Bad Bonn, Düdingen. Wo zur Hölle das genau ist, ist sekundär. Was zählt: Die legendären Schweizer Industrial-Pioniere The Young Gods starten hier im Heimatkanton ihre Europatour und überwältigen. Auch Jimi Hendrix ist irgendwie dabei.

«Die Musik der Young Gods gleicht einem Vulkan», sagt Sänger Franz Treichler im Videointerview (oben eingebettet). Und so fühlt sich ihr fünftes Konzert an der Bad Bonn Kilbi, dem notorisch ausverkauften Indie-Mekka der Schweiz, auch tatsächlich an. Die Eruptionen kommen in Schallwellen. Sie bauschen sich auf, aus den repetitiv treibenden Rhythmen von Schlagzeuger Bernard Trontin. Jagen aus den Fingern auf den Sampler von Cesare Pizzi und zerfransen die Membrane der Speakertürme.

Treichler, Pizzi, Trontin - so die Zauberformel der Young Gods 2025, die mit ihrem neuen Album «Appear Dissapear» hier in Düdingen sowas wie die Feuerprobe halten, um damit demnächst durch Europa zu touren. Die Probe wird bestanden, das Feuer brennt. Wortwörtlich sogar: Kurz vor dem Auftritt des göttlichen Headliners wurde auf dem Kilbi-Gelände das obligate Lagerfeuer entfacht, dessen Lodern sich nun im schwarzen Bassdrumfell des Schlagzeugers Trontin spiegelt.

Alt und Neu

Rechts vom Schlagzeug windet sich Franz Treichler hinter dem Mikrofon. Er schiesst zu Boden, flattert mit den Armen und tanzt seinen ikonischen Schamanentanz, den er schon seit 40 Jahren zelebriert. Auch hier passt der Vulkan: Treichlers 63 Jahre machen sich höchstens an seinem unscheinbaren Äusseren bemerkbar. Innerlich kocht der Rockstar.

In der Songauswahl verweben die Young Gods gekonnt Geschichte und Moderne. Neue Songs fliessen nahtlos in alte Hits wie «Gasoline Man», «The Night Dance» oder «Skinflowers» über und befördern das Kilbi-Publikum in Ekstase.

Drogen und Mythen

Ende 1980er-Jahre spielten sich die Young Gods auf die Frontseiten der grössten britischen Musikzeitschriften und in die Herzen noch grösserer Stars. Von David Bowie bis U2, alle lieben den brachialen Sound der Westschweizer.

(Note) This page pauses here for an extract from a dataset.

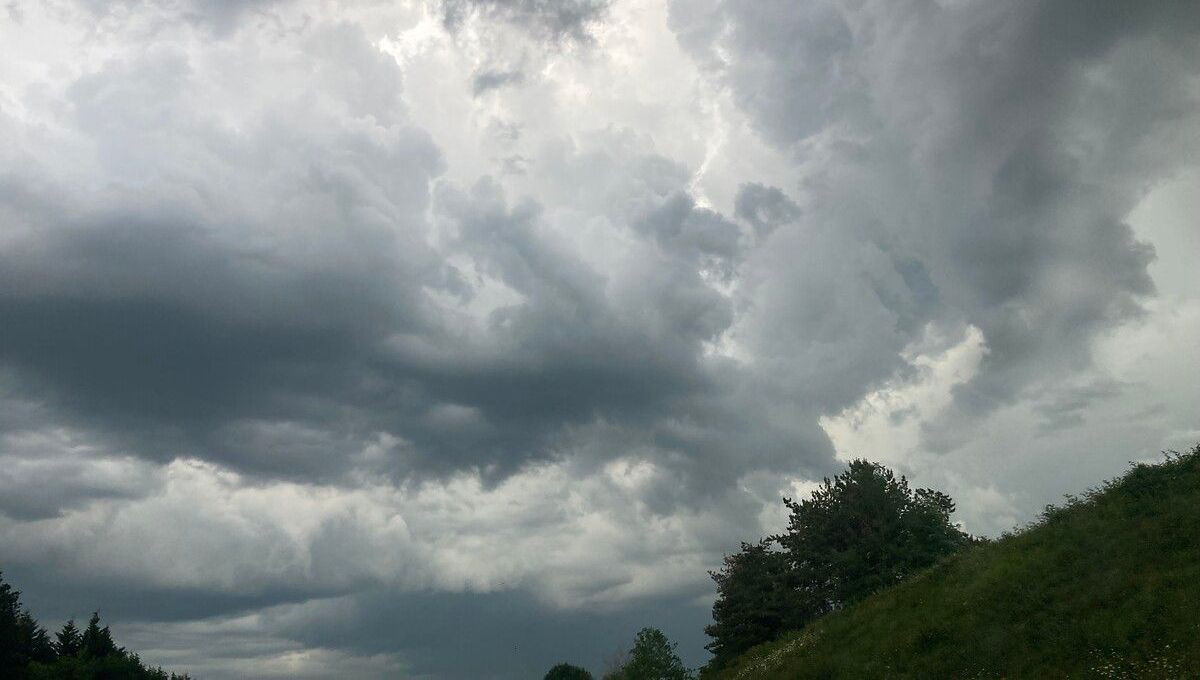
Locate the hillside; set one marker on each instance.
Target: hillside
(1107, 585)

Klar waren zeitweise auch Substanzen im Spiel
Autor: Franz Treichler The Young Gods

In den Neunzigern wurden sie zum Mythos, hüten sich gekonnt vor Komfortzonen und wachsen damit bis heute wiederholt über sich hinaus. «Klar waren zeitweise auch Substanzen im Spiel», so Franz Treichler – aber die spannendste Droge tragen wir in uns selbst: «Unser Sound suggeriert einen Rauschzustand, ohne Drogen zu nehmen.»

Woodstock in Düdingen

In Düdingen bleibt es nicht nur beim Rausch. Kurz vor der Zugabe widmet Franz Treichler «den Kindern in Gaza» einen Moment und spielt die Schweizer Nationalhymne. Solo, mit schwer verzerrter Gitarre, ähnlich verzogen und verbogen wie 1969 Jimi Hendrix in Woodstock das US-Pendant «The Star Spangled Banner» anstimmte.

Franz Treichler The Young Gods
Legende: Treichler oder Hendrix? Der Schweizerpsalm verrät, dass wir doch nicht in Woodstock sind. Noëlle Guidon

Die Referenz zum wohl berühmtesten politischen Gitarrensolo der Rockgeschichte ist zwar gut gemeint, steht an diesem Konzert aber etwas quer in der Landschaft und wird bestimmt nicht gleichermassen in die Geschichtsbücher eingehen, wie die Blaupause von Hendrix.

Heimkommen und Fortgehen

Apropos Herkunft: Die Young Gods definieren sich gern als Genfer Band, obwohl sie ihre Wurzeln im Kanton Freiburg hat. Bad-Bonn-Kilbi-Mastermind Daniel «Duex» Fontana spitzt zu: «Ohne The Young Gods, kein Fri-Son – ohne Fri-Son, kein Bad Bonn».

Die Show ist auch ein Heimkommen, an einen Ort, den sie geprägt haben und der sie über die Jahre prägte.

Die offizielle «Appear Disappear»-Tour startet Mitte Oktober in Genf.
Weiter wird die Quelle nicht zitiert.